Charged with taking requests for communion and facilitating petitioning groups' process of reception into the fold, Anglicanorum delegates are being named for each episcopal conference where an ordinariate could potentially emerge; Canada's is another widely-tipped cardinal-in-waiting -- Archbishop Thomas Collins of Toronto -- while Auxiliary Bishop Peter Elliott of Melbourne (himself a former Anglican priest) is handling the task for the Australian bishops. (While we're at it, another CDF delegate on these shores is Archbishop John Myers of Newark, who handles requests for the Pastoral Provision -- the case-by-case Roman dispensation from celibacy for married former clergy of other churches who seek to be ordained in the Catholic priesthood.)

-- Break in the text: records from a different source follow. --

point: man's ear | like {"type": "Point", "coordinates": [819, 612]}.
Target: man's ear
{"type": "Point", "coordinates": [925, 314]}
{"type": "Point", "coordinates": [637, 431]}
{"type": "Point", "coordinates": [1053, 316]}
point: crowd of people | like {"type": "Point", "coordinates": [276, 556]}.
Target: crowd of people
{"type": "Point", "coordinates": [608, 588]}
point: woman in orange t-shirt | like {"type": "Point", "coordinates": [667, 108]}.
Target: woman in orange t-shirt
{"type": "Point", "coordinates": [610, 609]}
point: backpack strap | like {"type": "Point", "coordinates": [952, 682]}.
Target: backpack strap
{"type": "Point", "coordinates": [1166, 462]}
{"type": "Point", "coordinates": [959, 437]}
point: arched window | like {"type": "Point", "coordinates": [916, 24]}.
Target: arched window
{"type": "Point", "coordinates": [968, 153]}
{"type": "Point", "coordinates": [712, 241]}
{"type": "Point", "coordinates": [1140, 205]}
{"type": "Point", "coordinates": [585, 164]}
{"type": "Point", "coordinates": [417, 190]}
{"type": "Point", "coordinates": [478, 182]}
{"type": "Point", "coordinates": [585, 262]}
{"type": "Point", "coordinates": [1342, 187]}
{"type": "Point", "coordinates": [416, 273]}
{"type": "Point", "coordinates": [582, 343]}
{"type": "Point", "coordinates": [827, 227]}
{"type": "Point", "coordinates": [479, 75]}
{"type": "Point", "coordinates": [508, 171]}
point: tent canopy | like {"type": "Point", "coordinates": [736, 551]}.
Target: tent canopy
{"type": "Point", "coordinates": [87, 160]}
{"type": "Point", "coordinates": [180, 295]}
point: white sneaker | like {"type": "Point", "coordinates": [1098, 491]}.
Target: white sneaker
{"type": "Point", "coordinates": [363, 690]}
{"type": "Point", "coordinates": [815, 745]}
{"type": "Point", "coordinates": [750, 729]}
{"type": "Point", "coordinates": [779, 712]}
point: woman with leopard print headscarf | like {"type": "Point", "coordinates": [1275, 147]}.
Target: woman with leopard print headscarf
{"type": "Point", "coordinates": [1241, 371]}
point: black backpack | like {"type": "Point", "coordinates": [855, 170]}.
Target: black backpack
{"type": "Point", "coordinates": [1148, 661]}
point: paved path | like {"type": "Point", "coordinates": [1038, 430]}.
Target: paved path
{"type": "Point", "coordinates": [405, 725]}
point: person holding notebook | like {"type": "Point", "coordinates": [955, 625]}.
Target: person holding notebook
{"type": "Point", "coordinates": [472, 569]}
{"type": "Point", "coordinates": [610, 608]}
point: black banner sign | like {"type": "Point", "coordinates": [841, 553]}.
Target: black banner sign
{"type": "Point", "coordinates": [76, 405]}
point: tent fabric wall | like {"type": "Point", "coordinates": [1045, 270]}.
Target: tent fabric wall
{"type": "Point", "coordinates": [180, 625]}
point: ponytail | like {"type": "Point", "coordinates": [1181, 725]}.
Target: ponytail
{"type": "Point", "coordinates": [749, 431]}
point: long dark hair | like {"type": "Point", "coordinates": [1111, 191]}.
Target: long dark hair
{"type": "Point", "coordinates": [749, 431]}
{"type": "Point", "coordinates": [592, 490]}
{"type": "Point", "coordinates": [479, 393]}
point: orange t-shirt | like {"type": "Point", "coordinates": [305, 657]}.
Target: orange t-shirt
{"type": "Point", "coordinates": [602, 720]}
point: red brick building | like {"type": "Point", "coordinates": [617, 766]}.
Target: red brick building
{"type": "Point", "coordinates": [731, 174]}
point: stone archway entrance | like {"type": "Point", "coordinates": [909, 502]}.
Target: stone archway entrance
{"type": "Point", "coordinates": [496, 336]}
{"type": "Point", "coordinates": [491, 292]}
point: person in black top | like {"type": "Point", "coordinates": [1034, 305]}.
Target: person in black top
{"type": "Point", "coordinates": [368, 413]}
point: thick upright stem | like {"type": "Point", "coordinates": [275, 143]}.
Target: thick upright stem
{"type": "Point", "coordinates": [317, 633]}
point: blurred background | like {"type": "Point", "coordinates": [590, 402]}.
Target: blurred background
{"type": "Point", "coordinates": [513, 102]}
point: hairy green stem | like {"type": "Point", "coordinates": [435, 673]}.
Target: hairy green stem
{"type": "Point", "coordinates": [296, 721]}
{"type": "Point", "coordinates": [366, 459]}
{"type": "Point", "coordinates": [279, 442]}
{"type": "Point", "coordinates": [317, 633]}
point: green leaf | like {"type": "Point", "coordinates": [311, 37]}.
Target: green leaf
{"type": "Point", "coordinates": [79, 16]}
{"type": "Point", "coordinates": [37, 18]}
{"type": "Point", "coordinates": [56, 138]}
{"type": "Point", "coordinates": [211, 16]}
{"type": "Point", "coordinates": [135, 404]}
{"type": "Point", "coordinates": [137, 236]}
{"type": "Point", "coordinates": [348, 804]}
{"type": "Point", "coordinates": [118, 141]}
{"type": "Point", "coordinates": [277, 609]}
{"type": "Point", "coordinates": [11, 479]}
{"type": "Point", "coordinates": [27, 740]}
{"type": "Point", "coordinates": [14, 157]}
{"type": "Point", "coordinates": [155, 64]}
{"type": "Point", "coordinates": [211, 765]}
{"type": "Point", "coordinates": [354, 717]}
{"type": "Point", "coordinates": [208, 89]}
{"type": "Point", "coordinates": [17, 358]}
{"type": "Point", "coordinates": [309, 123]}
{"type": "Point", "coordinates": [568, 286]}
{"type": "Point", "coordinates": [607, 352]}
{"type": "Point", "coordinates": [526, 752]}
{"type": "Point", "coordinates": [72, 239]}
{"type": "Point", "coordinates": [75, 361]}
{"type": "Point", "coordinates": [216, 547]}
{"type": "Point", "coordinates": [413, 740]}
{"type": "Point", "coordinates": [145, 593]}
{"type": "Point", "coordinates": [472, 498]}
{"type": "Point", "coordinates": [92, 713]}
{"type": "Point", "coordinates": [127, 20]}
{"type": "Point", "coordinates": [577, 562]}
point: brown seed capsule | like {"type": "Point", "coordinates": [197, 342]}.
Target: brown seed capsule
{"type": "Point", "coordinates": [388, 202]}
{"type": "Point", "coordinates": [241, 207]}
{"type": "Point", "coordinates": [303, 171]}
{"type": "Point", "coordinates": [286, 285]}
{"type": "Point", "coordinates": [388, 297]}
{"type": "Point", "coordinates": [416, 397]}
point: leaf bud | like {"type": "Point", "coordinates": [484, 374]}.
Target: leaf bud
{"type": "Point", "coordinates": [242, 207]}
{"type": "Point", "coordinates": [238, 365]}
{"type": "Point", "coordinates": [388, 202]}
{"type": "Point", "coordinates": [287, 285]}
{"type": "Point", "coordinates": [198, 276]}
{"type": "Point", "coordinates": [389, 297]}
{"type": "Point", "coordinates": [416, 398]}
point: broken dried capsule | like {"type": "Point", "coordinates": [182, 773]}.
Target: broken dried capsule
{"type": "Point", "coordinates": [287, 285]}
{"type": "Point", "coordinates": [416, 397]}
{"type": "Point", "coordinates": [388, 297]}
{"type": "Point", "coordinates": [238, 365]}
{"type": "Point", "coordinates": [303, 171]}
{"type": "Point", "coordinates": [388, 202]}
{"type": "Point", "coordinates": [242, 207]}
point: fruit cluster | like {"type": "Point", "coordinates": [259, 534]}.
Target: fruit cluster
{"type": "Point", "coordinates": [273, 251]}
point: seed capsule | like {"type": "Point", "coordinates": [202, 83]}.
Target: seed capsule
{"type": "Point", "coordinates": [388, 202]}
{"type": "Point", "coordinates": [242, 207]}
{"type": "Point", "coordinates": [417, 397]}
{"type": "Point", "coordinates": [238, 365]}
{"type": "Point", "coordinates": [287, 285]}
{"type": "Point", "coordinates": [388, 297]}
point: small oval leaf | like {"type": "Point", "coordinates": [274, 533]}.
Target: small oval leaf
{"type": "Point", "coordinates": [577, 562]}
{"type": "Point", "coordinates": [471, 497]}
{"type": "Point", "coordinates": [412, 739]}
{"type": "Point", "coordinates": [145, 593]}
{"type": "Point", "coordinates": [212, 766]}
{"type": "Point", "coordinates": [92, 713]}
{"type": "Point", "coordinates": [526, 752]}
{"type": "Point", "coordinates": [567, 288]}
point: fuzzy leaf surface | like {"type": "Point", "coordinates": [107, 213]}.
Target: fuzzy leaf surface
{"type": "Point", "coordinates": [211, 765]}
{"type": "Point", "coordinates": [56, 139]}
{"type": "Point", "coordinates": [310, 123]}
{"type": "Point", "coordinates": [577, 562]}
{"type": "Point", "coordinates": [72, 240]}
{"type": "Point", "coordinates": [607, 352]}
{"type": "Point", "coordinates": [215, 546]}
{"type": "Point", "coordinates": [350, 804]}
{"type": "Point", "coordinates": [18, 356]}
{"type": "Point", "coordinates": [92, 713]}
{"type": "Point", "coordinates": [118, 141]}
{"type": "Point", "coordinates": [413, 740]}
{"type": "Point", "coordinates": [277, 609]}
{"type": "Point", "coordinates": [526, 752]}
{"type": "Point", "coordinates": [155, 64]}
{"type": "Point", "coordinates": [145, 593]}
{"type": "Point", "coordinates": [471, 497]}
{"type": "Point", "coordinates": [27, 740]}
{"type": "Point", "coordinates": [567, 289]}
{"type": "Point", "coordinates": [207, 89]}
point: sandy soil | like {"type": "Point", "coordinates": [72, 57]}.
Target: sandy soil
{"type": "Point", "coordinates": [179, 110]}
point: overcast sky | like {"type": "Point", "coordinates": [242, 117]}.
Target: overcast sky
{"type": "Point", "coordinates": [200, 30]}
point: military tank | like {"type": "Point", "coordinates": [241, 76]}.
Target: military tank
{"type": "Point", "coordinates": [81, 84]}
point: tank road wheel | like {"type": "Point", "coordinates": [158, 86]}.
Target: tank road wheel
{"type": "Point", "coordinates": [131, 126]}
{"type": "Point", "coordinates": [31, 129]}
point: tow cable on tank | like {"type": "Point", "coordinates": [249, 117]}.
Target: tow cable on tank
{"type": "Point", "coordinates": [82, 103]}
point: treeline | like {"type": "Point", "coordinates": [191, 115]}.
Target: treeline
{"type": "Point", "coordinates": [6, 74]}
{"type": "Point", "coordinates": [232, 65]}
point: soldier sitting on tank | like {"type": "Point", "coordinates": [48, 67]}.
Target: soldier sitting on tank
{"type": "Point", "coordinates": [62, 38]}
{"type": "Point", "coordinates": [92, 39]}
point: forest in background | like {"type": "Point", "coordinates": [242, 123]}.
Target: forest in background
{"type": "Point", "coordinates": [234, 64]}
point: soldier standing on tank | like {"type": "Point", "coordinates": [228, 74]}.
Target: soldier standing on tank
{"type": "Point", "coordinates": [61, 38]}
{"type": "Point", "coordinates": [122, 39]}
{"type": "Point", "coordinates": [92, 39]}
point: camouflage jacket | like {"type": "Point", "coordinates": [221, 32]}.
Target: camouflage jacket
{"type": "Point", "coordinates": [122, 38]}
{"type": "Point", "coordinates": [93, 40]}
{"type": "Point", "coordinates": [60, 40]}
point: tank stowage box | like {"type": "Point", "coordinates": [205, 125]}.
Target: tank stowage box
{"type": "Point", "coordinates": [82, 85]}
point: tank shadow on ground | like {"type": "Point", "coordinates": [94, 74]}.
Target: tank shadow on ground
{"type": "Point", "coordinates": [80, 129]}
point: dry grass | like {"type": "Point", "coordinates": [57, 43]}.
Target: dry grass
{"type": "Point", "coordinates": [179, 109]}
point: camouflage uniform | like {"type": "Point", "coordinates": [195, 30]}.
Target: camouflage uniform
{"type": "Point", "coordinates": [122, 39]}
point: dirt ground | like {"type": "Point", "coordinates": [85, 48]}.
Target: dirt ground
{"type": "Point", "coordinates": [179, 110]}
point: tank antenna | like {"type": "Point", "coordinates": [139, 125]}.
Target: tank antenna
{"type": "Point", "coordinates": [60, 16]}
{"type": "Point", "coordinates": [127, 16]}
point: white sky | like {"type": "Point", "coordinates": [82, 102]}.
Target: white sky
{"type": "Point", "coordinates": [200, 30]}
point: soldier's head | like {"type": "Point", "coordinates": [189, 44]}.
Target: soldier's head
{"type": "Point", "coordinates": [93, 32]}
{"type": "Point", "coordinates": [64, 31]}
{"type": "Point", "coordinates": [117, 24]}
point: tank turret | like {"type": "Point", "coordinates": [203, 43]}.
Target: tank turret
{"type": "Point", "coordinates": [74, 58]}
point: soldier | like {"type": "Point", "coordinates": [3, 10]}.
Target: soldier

Intriguingly, it bears noting that Rome's choice of its US delegate has fallen to a prelate: 1. whose mentor, the late Cardinal John Wright, bore a particularly concerted devotion to the now-Blessed John Henry Newman... and 2. who is particularly well known to the most prominent leader of US Anglicanism's breakaway traditional faction.

Bishop of his native Pittsburgh until his DC transfer in 2006, Wuerl shares warm ties with the Steel City's former Episcopal bishop, Robert Duncan, who led much of his flock out of the Anglican Communion's traditional American province last year to become the founding head of a parallel group, the Anglican Church in North America. (Duncan was accordingly deposed as a cleric of the Episcopal church.)

What's more, after the 2003 consecration of New Hampshire's Gene Robinson as the Communion's first openly-gay hierarch -- the watershed moment in Anglicanism's long-simmering divide over hot-button doctrinal and moral questions -- the roots for what's become the ACNA were laid at a summit in Plano, Texas, which drew an eyebrow-raising letter from a lone ecumenical representative pledging his "heartfelt prayers" for the gathering as he observed that "significance of your meeting is [being] sensed far beyond" the South, and even beyond the walls of the Anglican Communion.

Said conspicuous greeter? Cardinal Joseph Ratzinger.

On a side-note, earlier this month Wuerl released another meticulous pastoral letter, this one on the New Evangelization.